ERIC Number: ED388373
Record Type: RIE
Publication Date: 1995-Nov
Reference Count: N/A
Education Is a Gift, Not a Commodity.
A popular image today is that students are "consumers" and teachers are "producers" and "sellers" of education. Many in academia claim that economic metaphors distort and corrupt the true nature of education and they offer a variety of alternative images of the relationships between teachers and students: traveler/guide, worker/boss, artistic co-creators, etc. Educators seem to resist the new wave of economic imagery as a result of fear and the belief that reconceiving education as a fundamental economic exchange is a misunderstanding of education. But the changes in education toward an economic model have been occurring for some time. Grading, for example, was an invention in the early industrial period that linked competition for employment and status to education. The role of grading highlights two forms of power in education: empowerment, or the acquisition of abilities to ascertain and accomplish one's goals, and authority, either in the "natural authority" of a knowledgeable person or authority based on power over another person. Grades are related to the "power-over" aspect of authority. However, their presence and the presence of other "power-over" relationships reduce education by leading to the undervaluing of empowerment. Education is an exchange, but one that should be thought of more in terms of giving a gift than buying and selling.
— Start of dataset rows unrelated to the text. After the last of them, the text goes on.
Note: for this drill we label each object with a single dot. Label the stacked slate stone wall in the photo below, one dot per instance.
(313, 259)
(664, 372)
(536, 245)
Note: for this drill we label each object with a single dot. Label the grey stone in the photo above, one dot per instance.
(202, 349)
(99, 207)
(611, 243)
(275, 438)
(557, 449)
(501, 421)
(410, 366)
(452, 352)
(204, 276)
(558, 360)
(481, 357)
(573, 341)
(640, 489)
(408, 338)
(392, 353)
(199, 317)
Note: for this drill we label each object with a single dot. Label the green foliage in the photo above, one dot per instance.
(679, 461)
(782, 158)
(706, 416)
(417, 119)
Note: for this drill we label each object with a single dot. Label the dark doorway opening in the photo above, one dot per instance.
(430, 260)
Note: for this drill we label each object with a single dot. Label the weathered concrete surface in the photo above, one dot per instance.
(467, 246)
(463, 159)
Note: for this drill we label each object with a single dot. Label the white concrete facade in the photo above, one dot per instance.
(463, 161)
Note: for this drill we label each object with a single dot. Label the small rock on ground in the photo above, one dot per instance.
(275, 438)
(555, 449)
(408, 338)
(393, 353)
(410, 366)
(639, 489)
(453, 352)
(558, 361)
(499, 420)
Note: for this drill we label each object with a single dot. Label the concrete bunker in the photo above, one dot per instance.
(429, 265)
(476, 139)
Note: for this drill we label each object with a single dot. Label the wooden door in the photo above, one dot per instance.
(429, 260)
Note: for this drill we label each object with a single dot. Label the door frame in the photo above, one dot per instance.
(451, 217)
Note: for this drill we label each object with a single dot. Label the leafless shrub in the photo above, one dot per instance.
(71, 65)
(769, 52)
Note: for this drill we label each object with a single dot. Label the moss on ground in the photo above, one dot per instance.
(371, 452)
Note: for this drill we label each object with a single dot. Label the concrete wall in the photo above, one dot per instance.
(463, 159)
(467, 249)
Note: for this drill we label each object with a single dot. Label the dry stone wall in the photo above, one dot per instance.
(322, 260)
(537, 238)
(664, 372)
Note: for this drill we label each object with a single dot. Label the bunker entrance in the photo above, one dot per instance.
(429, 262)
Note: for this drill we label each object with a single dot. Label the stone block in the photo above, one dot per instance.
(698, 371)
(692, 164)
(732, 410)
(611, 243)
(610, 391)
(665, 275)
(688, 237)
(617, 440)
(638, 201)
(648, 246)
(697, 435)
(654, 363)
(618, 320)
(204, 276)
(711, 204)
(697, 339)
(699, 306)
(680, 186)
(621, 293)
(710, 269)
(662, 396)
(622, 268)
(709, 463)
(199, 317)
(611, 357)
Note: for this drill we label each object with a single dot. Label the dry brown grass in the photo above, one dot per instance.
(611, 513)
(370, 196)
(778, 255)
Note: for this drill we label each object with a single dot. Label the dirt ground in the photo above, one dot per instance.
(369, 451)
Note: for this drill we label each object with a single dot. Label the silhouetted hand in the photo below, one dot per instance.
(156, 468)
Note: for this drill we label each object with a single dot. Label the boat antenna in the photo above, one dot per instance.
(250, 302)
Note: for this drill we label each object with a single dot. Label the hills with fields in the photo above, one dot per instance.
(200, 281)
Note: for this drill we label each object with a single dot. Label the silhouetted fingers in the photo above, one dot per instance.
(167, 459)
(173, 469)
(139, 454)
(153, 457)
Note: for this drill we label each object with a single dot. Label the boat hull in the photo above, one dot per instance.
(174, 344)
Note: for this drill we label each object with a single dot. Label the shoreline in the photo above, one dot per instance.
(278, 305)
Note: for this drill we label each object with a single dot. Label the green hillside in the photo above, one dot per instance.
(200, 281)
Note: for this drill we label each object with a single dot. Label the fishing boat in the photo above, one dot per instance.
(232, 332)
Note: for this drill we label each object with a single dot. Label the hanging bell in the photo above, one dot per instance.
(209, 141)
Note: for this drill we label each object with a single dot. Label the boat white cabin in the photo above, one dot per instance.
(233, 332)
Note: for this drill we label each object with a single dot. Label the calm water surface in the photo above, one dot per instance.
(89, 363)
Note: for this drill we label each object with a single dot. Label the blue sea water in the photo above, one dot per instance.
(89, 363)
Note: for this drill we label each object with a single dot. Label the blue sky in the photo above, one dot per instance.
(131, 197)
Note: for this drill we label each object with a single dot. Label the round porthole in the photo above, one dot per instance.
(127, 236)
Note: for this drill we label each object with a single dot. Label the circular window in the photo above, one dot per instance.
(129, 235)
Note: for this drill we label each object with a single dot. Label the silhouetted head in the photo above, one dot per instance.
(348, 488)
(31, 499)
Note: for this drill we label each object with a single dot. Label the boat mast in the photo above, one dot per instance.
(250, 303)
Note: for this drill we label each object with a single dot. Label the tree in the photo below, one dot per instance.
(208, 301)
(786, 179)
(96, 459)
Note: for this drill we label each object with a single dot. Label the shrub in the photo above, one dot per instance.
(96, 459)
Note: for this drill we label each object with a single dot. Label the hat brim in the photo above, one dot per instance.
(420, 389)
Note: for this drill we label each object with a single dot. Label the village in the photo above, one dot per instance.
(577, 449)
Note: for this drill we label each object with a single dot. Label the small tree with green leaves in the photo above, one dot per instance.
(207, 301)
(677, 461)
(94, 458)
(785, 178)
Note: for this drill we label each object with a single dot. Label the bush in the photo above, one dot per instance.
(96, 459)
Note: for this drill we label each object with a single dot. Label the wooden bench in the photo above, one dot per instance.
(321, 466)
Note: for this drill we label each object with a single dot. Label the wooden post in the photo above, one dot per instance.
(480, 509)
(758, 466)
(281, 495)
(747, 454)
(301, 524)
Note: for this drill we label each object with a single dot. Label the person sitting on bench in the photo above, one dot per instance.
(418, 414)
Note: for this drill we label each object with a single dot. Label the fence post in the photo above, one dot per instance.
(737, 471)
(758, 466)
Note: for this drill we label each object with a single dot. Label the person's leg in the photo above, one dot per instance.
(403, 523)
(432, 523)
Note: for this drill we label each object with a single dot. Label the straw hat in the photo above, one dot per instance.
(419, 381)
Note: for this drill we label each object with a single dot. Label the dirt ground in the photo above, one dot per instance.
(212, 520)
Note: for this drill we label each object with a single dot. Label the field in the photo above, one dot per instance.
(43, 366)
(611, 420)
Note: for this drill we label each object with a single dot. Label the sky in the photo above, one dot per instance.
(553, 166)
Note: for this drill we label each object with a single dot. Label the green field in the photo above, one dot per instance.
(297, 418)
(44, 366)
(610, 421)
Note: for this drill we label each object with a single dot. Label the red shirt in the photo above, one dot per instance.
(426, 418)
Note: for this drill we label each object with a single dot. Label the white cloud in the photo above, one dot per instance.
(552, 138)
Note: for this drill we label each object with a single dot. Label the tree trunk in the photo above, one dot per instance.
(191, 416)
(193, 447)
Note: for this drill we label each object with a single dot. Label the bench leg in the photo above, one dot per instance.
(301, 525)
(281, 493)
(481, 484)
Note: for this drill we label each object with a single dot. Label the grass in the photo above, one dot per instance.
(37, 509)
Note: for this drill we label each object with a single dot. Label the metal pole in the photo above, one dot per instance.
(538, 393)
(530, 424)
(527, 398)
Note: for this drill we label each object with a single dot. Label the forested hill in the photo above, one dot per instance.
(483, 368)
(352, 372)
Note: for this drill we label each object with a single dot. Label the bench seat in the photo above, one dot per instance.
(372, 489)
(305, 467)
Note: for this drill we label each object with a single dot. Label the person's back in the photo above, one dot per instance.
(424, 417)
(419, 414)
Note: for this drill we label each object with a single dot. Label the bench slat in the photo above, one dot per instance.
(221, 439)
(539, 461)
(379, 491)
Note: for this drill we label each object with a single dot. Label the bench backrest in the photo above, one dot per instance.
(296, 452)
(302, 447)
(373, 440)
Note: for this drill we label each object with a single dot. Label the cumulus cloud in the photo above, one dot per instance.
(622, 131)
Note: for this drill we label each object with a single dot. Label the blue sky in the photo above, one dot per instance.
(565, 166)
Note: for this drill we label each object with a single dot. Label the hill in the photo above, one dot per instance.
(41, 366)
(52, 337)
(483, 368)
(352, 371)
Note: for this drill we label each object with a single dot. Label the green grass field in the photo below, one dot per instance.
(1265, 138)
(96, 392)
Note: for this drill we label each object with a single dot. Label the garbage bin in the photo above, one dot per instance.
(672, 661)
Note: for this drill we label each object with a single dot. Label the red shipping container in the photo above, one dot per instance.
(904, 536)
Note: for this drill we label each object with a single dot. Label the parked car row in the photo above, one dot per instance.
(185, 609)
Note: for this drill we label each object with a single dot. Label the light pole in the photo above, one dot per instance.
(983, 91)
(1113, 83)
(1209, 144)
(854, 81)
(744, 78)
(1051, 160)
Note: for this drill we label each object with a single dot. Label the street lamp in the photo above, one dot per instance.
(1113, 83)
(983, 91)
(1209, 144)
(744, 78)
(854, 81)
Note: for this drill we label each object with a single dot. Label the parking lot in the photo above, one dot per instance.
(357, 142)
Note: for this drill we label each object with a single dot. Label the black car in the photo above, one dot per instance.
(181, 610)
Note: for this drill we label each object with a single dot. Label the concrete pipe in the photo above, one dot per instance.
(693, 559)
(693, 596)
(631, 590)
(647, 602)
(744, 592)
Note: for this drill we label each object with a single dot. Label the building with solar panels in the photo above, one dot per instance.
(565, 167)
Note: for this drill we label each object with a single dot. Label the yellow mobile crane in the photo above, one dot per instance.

True teachers remain parts of the beings of students, and students continuously give new life and light to teachers. The gifting metaphor demonstrates an alternative economic image of education that focuses on dynamics, the uncertainties, and most importantly, the relationships of selves involved in teaching and learning. Contains nine endnotes. (TGI)
Publication Type: Opinion Papers; Speeches/Meeting Papers
Education Level: N/A
Authoring Institution: N/A
Note: Paper presented at the National Conference of the Community Colleges Humanities Association (Washington, DC, November 9-11, 1995).